Join the global Research Hardware Engineering community

The Research Hardware Engineering community has been founded as a peer to the Research Software Engineering community in looking to help establish and promote the role of professional hardware engineer career discipline within academia. As a community we need to come together, to gain a voice, and through community actions build that recognition of the role Research Hardware Engineers play in academia and to act as a positive force to increase the skills and capabilities in hardware design and engineering within academia and by association with our academic colleagues in education and research help increase the skills and capabilities in hardware design and engineering within society.


The Research Software Engineering community has become a global success since it started in 2012 growing from a small number of self declared engineers in the UK to over 10,000 registered engineers globally. Just as with the RSE community at the start, no one knows how many Research Hardware Engineers there are in academia. The only way to know is to establish the community and to reach out to connect everyone together. So if feel you are a Research Hardware Engineer within academia then please feel free to sign up and join us.

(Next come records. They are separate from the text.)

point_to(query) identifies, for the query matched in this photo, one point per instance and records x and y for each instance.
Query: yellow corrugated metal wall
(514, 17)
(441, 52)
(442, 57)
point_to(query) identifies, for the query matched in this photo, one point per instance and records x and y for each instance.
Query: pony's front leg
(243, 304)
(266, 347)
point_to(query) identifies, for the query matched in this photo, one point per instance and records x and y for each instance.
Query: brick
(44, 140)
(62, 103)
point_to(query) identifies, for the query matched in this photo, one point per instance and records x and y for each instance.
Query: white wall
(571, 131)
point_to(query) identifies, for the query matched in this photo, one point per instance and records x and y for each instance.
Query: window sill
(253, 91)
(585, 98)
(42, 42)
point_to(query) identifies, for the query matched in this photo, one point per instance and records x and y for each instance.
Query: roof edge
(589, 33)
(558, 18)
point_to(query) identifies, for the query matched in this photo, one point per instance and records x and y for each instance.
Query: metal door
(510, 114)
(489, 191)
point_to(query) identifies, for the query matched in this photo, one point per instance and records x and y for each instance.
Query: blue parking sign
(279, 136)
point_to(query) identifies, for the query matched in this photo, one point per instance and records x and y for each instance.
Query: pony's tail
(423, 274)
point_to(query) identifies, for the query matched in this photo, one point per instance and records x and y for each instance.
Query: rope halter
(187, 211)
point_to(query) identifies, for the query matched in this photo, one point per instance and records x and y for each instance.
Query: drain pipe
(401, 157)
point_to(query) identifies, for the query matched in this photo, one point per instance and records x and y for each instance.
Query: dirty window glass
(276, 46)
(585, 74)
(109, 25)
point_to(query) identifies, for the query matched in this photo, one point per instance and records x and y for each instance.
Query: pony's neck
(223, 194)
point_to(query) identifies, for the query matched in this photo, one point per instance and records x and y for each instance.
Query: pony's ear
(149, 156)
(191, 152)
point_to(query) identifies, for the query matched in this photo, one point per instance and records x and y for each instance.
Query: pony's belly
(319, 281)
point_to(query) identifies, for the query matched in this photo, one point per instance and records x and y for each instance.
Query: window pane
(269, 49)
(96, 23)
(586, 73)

More importantly, you probably know someone else who also feels they are a Research Hardware Engineer, please let them know about the community and help make the connections.

Are you a Research Hardware Engineer?

Regardless of your formal job title, if you answer yes to many of the following questions, you are doing the work of a Research Hardware Engineer:

  1. Are you employed to develop hardware for research?
  2. Are you spending more time developing hardware than conducting research?
  3. Are you employed as a postdoctoral researcher, even though you predominantly work on hardware development?
  4. Are you the person who does hardware design and development in your research group?
  5. Are you sometimes not named on research papers despite playing a fundamental part in developing the hardware used to create them?
  6. Do you feel you lack the metrics needed to progress your academic career, like papers and conference presentations, despite having made a significant contribution through design, fabrication or testing of hardware?

You are most likely a Research Hardware Engineer.